You have put your finger squarely on the issue there. These countries (many of whom have a trade and account surplus with the US) now have a really, really hard choice to make:
1. Buy US paper at pitiful yields, thereby allowing the Fed and Congress to possibly reflate the US economy, only to see a prolonged period of mediocre US consumption of their exports, or
2. Bail on the US as the engine of their economies by refusing to buy any more US paper (they don’t even have to sell the paper they have — just stop buying the flood of new paper), turn their account surpluses inwards and stimulate their own economies, but guarantee that the US consumer is nearly a non-existent factor in their exports for at least five years, possibly as much as 10 years.

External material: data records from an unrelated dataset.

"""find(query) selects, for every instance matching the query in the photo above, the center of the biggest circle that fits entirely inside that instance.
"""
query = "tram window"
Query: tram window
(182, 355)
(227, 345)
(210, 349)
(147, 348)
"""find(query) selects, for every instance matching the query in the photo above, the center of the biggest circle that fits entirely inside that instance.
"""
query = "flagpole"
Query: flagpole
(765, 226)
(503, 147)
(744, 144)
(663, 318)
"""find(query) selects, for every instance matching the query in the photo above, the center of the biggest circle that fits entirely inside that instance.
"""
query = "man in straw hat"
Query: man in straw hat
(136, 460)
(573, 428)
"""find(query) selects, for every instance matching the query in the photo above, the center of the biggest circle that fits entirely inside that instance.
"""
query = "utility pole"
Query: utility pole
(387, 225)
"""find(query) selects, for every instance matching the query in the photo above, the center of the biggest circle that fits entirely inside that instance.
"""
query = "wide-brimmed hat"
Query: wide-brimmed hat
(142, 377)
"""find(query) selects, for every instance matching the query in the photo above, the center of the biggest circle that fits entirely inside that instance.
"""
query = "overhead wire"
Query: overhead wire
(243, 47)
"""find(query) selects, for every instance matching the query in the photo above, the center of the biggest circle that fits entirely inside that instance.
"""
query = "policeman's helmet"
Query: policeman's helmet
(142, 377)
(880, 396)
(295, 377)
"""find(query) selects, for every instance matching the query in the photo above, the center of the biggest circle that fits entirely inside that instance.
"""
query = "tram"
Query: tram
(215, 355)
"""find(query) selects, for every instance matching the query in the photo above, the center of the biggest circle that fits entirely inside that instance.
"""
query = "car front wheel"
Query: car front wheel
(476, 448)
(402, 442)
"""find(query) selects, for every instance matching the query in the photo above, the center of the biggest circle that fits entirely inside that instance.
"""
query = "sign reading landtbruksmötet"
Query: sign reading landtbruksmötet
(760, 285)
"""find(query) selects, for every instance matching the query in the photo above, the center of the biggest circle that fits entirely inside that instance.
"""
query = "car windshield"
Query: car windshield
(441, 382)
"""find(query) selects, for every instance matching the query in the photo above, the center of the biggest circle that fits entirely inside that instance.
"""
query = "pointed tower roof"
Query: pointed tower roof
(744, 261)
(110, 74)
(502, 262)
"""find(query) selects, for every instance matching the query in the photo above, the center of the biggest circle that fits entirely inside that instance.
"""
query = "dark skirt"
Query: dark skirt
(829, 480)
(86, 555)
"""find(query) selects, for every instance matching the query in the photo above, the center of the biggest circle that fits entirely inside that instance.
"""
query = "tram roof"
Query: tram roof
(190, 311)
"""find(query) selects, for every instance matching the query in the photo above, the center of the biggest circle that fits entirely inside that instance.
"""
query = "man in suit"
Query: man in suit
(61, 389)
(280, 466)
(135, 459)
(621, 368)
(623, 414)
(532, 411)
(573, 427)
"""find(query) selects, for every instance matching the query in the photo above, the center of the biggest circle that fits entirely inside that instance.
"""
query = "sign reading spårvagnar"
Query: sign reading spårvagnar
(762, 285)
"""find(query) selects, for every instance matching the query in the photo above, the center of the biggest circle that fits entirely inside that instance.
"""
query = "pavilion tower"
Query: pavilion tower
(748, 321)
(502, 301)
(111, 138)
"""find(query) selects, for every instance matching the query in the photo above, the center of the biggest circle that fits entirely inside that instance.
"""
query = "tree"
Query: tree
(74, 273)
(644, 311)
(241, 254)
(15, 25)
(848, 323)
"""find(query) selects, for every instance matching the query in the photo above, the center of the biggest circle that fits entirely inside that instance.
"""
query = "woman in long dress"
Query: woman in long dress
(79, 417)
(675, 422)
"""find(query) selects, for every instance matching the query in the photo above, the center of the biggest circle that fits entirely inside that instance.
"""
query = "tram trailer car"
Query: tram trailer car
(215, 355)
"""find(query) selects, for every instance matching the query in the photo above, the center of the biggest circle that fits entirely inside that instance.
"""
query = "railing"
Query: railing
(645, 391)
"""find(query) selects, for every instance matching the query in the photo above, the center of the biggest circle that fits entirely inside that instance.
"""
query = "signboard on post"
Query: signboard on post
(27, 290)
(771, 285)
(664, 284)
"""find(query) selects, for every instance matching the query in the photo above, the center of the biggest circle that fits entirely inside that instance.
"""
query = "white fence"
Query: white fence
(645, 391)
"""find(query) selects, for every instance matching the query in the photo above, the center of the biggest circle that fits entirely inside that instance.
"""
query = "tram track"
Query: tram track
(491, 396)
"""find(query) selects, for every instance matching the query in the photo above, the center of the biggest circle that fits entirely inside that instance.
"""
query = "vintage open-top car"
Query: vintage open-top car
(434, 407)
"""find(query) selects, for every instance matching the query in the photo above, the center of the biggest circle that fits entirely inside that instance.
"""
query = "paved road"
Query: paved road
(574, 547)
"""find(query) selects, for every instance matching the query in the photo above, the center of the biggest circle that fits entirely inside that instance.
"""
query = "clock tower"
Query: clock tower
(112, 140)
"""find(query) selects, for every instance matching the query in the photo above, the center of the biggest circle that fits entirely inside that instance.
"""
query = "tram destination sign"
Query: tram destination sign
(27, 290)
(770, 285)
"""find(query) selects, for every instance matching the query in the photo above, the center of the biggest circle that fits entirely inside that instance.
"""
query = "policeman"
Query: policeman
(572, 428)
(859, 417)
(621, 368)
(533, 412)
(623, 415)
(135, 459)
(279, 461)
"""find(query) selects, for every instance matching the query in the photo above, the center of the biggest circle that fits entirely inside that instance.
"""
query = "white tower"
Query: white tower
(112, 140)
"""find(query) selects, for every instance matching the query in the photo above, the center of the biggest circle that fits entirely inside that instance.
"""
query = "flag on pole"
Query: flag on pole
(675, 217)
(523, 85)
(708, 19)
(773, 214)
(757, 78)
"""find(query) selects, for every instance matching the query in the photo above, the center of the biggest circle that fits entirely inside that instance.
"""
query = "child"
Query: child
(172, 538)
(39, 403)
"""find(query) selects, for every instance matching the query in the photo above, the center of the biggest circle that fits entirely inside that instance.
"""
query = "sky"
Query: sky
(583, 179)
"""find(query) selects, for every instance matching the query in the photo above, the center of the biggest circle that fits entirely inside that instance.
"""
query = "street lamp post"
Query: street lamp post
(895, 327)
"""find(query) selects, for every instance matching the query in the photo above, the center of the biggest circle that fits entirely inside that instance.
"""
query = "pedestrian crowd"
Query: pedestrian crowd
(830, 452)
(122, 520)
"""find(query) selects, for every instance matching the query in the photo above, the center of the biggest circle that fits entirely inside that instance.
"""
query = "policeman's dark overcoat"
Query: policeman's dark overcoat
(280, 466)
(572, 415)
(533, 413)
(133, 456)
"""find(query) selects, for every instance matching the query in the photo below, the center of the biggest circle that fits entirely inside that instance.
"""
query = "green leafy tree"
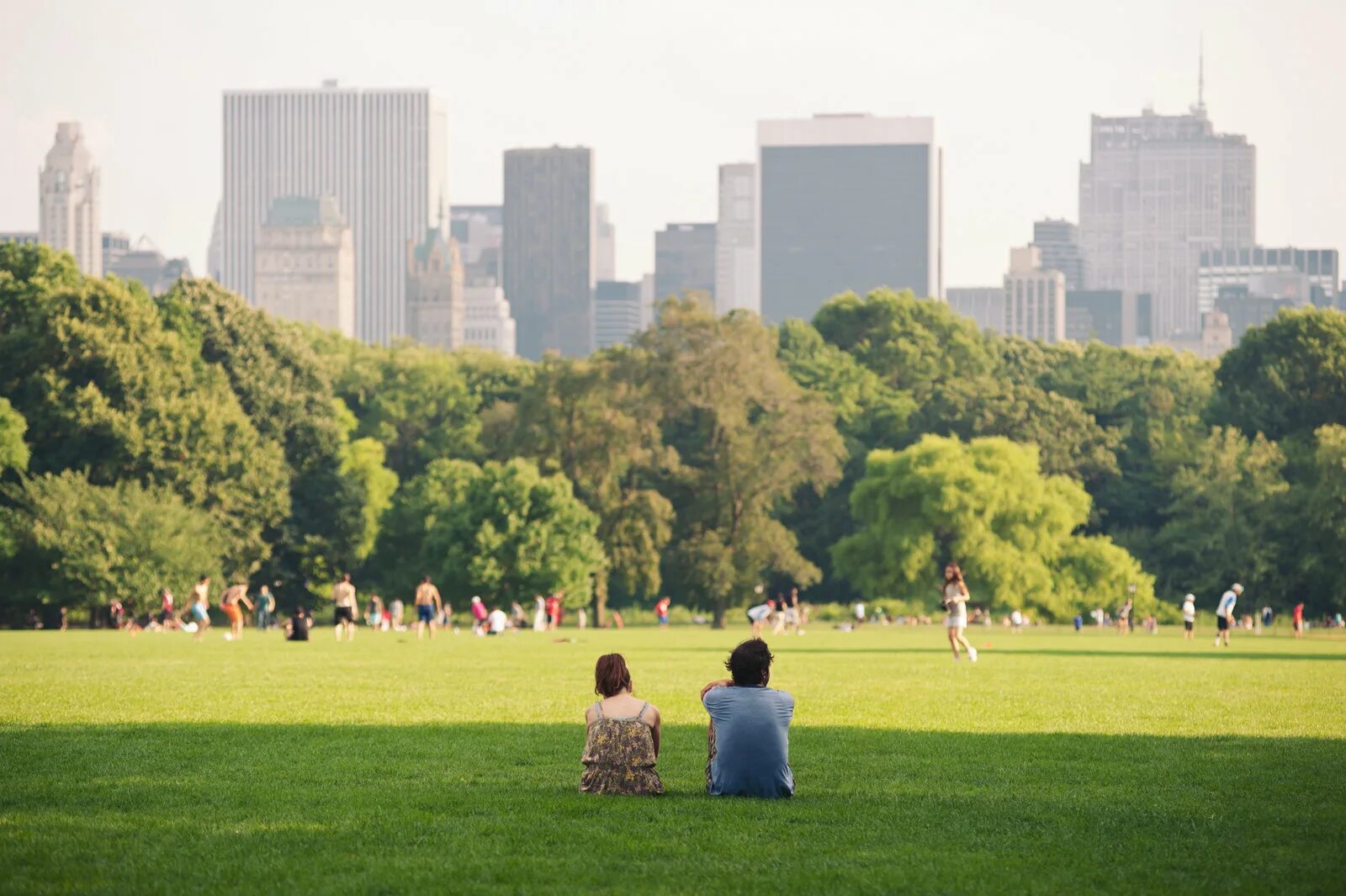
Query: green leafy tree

CompSci people have a term for this type of “resource contention” in concurrent programming systems: “the fatal embrace.”
The ultimate in codependant relationships....
The population of these countries are going to feel (if they are not already) mighty enraged against the West even though they helped fuel the problem and allowed their trade balances to go seriously out of whack.
There is another crash downward in the markets starting to happen. The bond prices are going to continue to increase, commodities are going to spike and we are all uck-fayed.
Took me an annoyed hour or so to figure out what I'd done.
It's well named.
If these nations stop buying our paper a large portion of the globalized economy turns in on itself. In short order they will have to find dependable trade partners for the things they don't do and a restructuring will occur with us on the outside.